Landau's phenomenological theory of Fermi liquids is a fundamental paradigm in many-body physics that has been remarkably successful in explaining the properties of a wide range of interacting fermion systems, such as liquid helium-3, nuclear matter, and electrons in metals. The d-dimensional boundaries of (d+1)-dimensional topological phases of matter such as quantum Hall systems and topological insulators provide new types of many-fermion systems that are topologically distinct from conventional d-dimensional many-fermion systems. We construct a phenomenological Landau theory for the two-dimensional helical Fermi liquid found on the surface of a three-dimensional time-reversal invariant topological insulator.
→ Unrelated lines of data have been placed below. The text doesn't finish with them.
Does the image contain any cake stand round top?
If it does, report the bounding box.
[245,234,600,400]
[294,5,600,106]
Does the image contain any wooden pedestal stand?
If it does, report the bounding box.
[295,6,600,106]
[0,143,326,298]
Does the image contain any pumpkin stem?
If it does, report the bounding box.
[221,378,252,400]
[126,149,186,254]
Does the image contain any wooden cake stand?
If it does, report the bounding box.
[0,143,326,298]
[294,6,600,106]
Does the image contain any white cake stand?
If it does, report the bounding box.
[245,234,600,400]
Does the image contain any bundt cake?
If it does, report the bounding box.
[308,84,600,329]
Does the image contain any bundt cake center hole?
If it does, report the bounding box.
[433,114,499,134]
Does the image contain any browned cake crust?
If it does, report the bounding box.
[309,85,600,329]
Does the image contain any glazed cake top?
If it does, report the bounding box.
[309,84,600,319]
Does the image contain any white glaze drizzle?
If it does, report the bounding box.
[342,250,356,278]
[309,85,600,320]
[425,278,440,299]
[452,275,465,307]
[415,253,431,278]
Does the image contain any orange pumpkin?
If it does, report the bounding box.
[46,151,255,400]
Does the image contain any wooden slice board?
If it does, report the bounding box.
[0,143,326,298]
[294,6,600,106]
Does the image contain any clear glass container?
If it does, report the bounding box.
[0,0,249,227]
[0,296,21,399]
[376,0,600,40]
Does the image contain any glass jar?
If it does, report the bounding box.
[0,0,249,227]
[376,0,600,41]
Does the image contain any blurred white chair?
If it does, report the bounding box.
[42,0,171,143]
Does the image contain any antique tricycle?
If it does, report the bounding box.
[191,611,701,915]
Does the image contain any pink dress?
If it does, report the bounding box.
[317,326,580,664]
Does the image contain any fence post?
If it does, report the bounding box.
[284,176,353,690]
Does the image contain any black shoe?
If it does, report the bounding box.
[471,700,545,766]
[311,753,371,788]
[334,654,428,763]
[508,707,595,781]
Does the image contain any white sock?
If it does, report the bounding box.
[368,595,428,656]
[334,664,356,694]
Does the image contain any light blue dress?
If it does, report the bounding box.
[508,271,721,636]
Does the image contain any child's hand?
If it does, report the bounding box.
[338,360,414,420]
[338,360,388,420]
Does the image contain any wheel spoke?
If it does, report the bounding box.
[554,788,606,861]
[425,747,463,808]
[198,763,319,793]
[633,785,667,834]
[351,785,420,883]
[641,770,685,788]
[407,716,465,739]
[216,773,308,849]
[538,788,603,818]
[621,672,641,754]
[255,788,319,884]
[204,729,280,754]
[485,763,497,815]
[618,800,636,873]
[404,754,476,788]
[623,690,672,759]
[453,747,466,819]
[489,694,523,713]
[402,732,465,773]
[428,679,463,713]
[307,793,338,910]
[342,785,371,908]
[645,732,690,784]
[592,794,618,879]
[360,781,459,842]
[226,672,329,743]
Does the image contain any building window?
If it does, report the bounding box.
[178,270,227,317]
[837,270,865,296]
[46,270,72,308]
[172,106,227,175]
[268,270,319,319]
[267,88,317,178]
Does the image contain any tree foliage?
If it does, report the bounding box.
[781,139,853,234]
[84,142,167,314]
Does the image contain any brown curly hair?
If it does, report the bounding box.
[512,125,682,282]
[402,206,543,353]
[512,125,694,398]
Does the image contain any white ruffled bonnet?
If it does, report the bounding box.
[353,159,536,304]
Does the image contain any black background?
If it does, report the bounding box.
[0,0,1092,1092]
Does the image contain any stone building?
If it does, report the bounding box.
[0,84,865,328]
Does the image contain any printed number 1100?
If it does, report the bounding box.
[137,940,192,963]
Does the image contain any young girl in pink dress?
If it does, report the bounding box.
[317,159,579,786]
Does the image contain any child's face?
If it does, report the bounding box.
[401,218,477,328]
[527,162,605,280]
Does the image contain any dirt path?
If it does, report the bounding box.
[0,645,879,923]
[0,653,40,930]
In the presence of rotation symmetry, interactions between quasiparticles are described by ten independent Landau parameters per angular momentum channel, by contrast with the two (symmetric and antisymmetric) Landau parameters for a conventional spin-degenerate Fermi liquid. We then project quasiparticle states onto the Fermi surface and obtain an effectively spinless, projected Landau theory with a single projected Landau parameter per angular momentum channel that captures the spin-momentum locking or nontrivial Berry phase of the Fermi surface. As a result of this nontrivial Berry phase, projection to the Fermi surface can increase or lower the angular momentum of the quasiparticle interactions. We derive equilibrium properties, criteria for Fermi surface instabilities, and collective mode dispersions in terms of the projected Landau parameters. We briefly discuss experimental means of measuring projected Landau parameters.